Warum sich der junge Mann so schnell radikalisierte, darauf hat das Oberlandesgericht keine Antwort. B. bezeichnet vor Gericht das Verhältnis zu seinen Eltern als schlecht, seine früheren Weggefährten sagen der NRZ, er habe „viel Wut im Bauch gehabt“, nach Halt, nach Gemeinschaft gesucht.

Dieses Foto stellte Kerim Marc B. von sich ins Internet. Es wurde in Syrien aufgenommen.
Dieses Foto stellte Kerim Marc B. von sich ins Internet. Es wurde in Syrien aufgenommen. © Archiv

Im August 2011 zieht B. nach Düsseldorf. Knapp vier Monate später, so das Oberlandesgericht, will er das erste Mal nach Syrien, der Versuch scheitert, weil ihn ein Freund nicht zum Flughafen fährt. Im März 2013 gelingt es ihm, obwohl sein Reisepass mittlerweile eingezogen worden ist. Von Amsterdam fliegt B. in die Türkei, von dort aus schlägt er sich nach Syrien durch. Anfang Oktober leistet er den Treueeid auf Abu Bakr al-Bagdadi, den Führer des IS.

Das räumt Kerim Marc B. ein.
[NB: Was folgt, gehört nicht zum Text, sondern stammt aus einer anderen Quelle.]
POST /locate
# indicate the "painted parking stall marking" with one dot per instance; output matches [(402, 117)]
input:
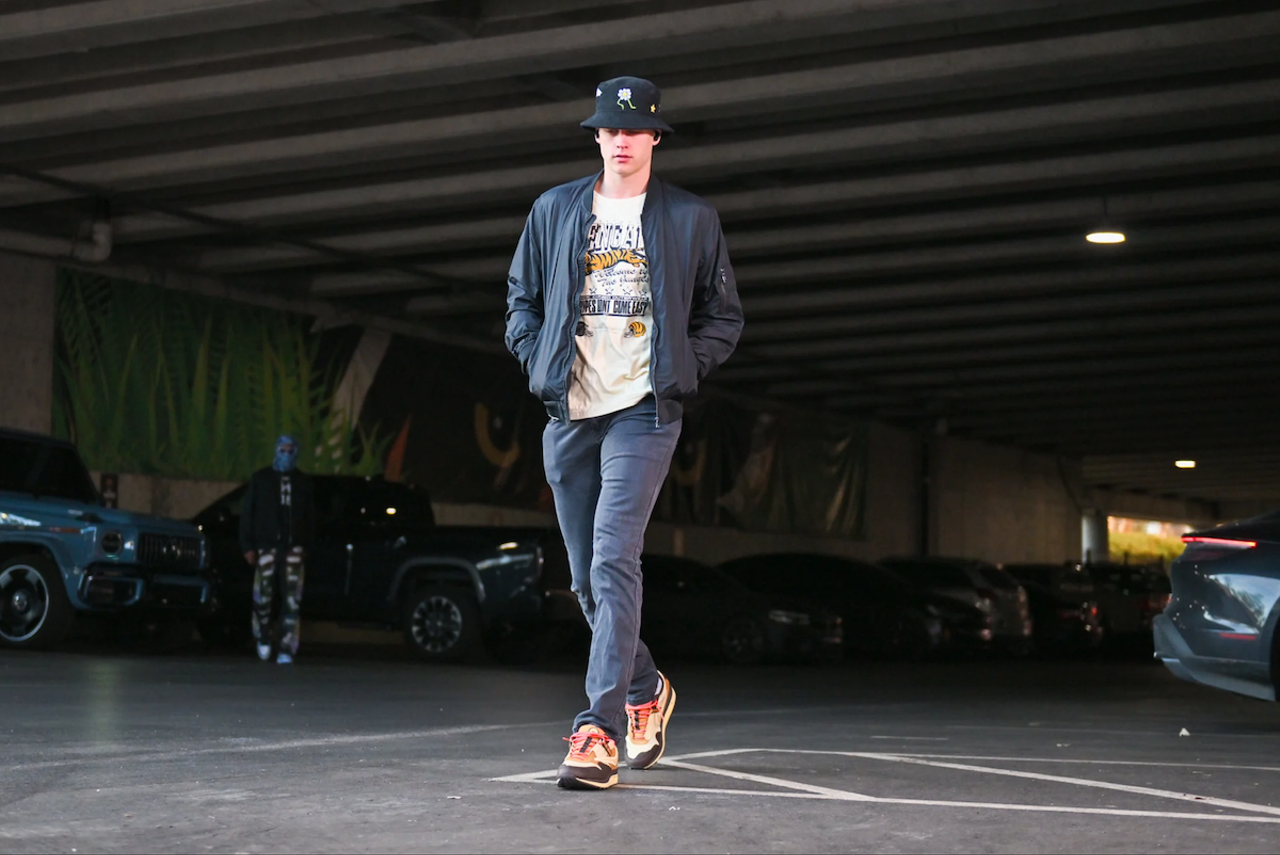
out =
[(786, 789)]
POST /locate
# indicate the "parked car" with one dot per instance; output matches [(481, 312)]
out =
[(62, 553), (379, 558), (981, 585), (691, 608), (1129, 598), (1065, 616), (882, 615), (1220, 627)]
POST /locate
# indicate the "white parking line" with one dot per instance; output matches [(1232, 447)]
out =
[(1077, 760), (1080, 782), (818, 792), (777, 782)]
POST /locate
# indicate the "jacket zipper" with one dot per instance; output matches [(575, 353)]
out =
[(579, 280), (653, 309)]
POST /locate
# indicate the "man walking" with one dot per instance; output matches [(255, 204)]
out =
[(277, 530), (621, 300)]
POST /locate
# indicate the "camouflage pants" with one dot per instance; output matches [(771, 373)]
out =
[(265, 581)]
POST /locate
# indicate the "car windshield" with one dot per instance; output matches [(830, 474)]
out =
[(929, 574), (997, 577), (44, 470)]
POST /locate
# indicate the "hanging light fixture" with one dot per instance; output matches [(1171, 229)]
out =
[(1106, 232)]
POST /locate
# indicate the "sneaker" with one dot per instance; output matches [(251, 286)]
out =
[(592, 762), (647, 726)]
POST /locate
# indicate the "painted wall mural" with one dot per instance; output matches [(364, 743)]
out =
[(165, 383)]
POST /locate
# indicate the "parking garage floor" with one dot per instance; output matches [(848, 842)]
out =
[(360, 749)]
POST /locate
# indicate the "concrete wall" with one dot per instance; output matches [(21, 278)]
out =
[(27, 332), (1002, 504)]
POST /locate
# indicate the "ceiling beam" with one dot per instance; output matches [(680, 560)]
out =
[(1202, 106), (544, 50), (746, 243), (1088, 367), (1147, 342), (78, 27), (1016, 309), (522, 183), (1027, 330)]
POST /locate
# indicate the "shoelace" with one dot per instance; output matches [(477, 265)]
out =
[(640, 714), (581, 741)]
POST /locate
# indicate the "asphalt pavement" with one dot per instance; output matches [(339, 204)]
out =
[(359, 749)]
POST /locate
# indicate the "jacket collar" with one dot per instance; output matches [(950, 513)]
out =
[(584, 200)]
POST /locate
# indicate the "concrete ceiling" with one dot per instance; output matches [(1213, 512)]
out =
[(905, 186)]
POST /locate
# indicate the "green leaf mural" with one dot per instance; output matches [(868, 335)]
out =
[(160, 382)]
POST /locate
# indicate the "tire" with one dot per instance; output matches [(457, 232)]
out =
[(35, 612), (743, 641), (224, 635), (442, 623)]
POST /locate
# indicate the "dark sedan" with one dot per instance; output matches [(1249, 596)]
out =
[(690, 608), (882, 613), (1065, 616), (1220, 626), (979, 585)]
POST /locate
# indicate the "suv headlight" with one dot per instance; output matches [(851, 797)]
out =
[(113, 542)]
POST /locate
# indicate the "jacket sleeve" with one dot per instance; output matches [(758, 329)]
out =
[(716, 314), (247, 543), (525, 291)]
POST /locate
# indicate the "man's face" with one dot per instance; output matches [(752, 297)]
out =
[(626, 151)]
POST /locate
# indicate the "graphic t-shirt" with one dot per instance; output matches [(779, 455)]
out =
[(286, 510), (611, 371)]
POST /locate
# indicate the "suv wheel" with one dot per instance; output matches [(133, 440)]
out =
[(442, 623), (33, 607)]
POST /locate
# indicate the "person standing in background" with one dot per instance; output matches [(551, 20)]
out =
[(277, 530)]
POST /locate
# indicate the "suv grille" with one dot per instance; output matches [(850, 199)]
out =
[(169, 552)]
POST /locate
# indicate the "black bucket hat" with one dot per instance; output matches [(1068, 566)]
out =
[(630, 103)]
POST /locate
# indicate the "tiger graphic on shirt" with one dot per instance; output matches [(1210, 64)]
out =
[(615, 312)]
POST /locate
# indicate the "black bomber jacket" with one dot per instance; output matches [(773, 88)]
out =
[(696, 312)]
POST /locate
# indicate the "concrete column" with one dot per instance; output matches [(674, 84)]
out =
[(1095, 539), (27, 333)]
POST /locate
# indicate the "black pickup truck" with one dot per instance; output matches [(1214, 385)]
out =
[(380, 559)]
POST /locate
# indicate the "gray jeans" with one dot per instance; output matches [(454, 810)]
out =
[(606, 474)]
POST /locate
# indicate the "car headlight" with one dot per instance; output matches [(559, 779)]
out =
[(791, 618), (113, 542)]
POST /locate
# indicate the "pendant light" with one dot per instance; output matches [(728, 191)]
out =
[(1106, 232)]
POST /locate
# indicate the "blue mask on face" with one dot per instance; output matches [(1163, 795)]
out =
[(286, 455)]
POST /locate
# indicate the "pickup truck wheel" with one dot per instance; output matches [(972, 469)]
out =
[(223, 634), (442, 623), (33, 607)]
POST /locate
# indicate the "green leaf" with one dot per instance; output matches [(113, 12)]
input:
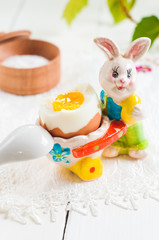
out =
[(147, 27), (72, 8), (120, 9)]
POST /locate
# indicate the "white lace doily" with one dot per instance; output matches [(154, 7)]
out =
[(40, 186)]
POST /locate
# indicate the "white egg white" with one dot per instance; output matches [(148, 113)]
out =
[(71, 120)]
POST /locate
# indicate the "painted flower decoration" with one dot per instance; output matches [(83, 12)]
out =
[(59, 154)]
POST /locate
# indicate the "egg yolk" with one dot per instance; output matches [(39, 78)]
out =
[(68, 101)]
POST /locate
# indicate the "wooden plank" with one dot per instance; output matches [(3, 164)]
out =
[(47, 230), (115, 223)]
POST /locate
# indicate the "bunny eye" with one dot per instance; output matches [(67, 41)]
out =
[(129, 72), (115, 73)]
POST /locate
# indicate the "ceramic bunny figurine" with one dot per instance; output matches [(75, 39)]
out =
[(119, 101)]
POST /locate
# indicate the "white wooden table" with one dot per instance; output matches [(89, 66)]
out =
[(43, 18)]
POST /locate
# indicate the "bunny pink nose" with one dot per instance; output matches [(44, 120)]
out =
[(122, 80)]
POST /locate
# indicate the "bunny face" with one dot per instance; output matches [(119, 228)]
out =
[(118, 75), (118, 78)]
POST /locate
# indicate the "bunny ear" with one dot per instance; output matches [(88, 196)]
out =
[(138, 48), (108, 47)]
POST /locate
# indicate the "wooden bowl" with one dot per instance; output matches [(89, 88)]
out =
[(32, 80)]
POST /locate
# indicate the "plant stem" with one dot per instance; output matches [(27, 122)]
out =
[(126, 11)]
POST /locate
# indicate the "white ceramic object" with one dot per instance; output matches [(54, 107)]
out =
[(25, 143)]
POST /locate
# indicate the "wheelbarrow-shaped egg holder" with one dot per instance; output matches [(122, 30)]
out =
[(81, 154)]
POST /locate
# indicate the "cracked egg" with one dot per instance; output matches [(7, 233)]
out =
[(74, 113)]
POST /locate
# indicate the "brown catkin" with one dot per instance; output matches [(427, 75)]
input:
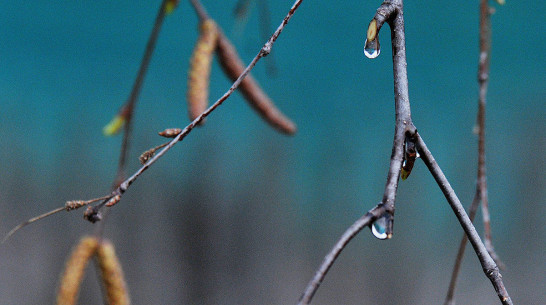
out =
[(112, 275), (200, 64), (255, 96), (74, 271)]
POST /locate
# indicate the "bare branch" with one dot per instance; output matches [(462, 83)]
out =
[(481, 182), (488, 264), (330, 258), (92, 214)]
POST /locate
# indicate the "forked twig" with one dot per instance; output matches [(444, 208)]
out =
[(489, 266), (392, 13), (127, 109), (330, 258)]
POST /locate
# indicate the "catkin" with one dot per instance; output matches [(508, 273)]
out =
[(255, 96), (199, 76), (112, 275), (74, 271)]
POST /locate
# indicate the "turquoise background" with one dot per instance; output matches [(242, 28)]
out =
[(239, 214)]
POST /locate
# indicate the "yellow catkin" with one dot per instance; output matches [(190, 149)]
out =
[(199, 76), (112, 275), (74, 271), (254, 95)]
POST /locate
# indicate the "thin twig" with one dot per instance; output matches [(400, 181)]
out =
[(392, 13), (450, 300), (483, 80), (91, 213), (489, 267), (481, 182), (129, 105), (330, 258)]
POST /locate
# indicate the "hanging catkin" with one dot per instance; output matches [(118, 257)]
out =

Er will aber nicht für den IS gekämpft haben, sondern in der Region Aleppo lediglich gereist sein, quasi als Tourist. Das nimmt ihm das Gericht nicht ab. B. habe eine Art „Live-Berichterstattung“ aus dem Kampfgebiet geliefert, in Telefonaten, Einträgen in sozialen Medien, Chats mit Freunden, der Mutter und der Verlobten, einer Konvertitin, mit der er nach islamischen Recht verheiratet ist.

Mordanklage fallengelassen

B. berichtet von Gefechten, an denen er unter dem Namen „Abu Zulfikar“ teilgenommen hat, vom Wachdienst, den er schiebt, schreibt im Dezember 2013 auf Facebook: „Bald inshallah (so Gott will, die Red.) den groessten fight ...weniger als zwei wochen soll groesses starten, moge allah mich annehmen und mir die schahada (den Märtyrertod, die Red.) geweahren.“

Die Verteidigung versucht die Berichte als reine Prahlerei darzustellen und plädiert deswegen für eine Maximalstrafe von zwei Jahren. Das Gericht hält die Berichte hingegen für glaubhaft. Nur, dass B. getötet hat, sieht es nicht als erwiesen an, die Mordanklage der Bundesanwaltschaft weist das Gericht schon früh zurück. Obwohl er auch damit angegeben hat, 16 Menschen getötet zu haben: „Sie lagen da wie Puppen.“

Anfang 2014 kehrt B. wieder nach Deutschland zurück. Er ist durch Granatsplitter verletzt worden. Den deutschen Sicherheitsbehörden geht er nicht ins Netz. In Deutschland hält er, so das Gericht, weiterhin Kontakt zu seinen Befehlshabern beim IS. Im Juli 2014 geht B. wieder nach Syrien. Wenn er dort nicht kämpfen könne, werde er in den Irak gehen, sagt er in einem Skype-Gespräch. „Ich werde für den IS kämpfen, bis ich als Shahid (als Märtyrer, die Red.) falle.“ 1000 Dollar verdiene er im Monat, verrät er der Verlobten.

Er fällt nicht. Stattdessen will er nach Deutschland zurück, gegen den Befehl seiner Kommandeure. Warum, ist unklar. Die Mutter organisiert einen Schleuser. In der Türkei wird B. im Januar 2015 festgenommen, im März in Deutschland. Seitdem sitzt er in U-Haft.

Vor Gericht behauptet B., dass er sich vom „Islamischen Staat“ vollständig losgesagt habe. Und: „Ich habe mich gegen den Islamismus entschieden.“ Er ist jetzt in einem Deradikalisierungsprogramm des Verfassungsschutzes. Laut Bundesanwaltschaft hat er allerdings versucht, noch in der Dortmunder Untersuchungshaft neue Mitglieder für den IS zu rekrutieren. Das Urteil ist noch nicht rechtskräftig.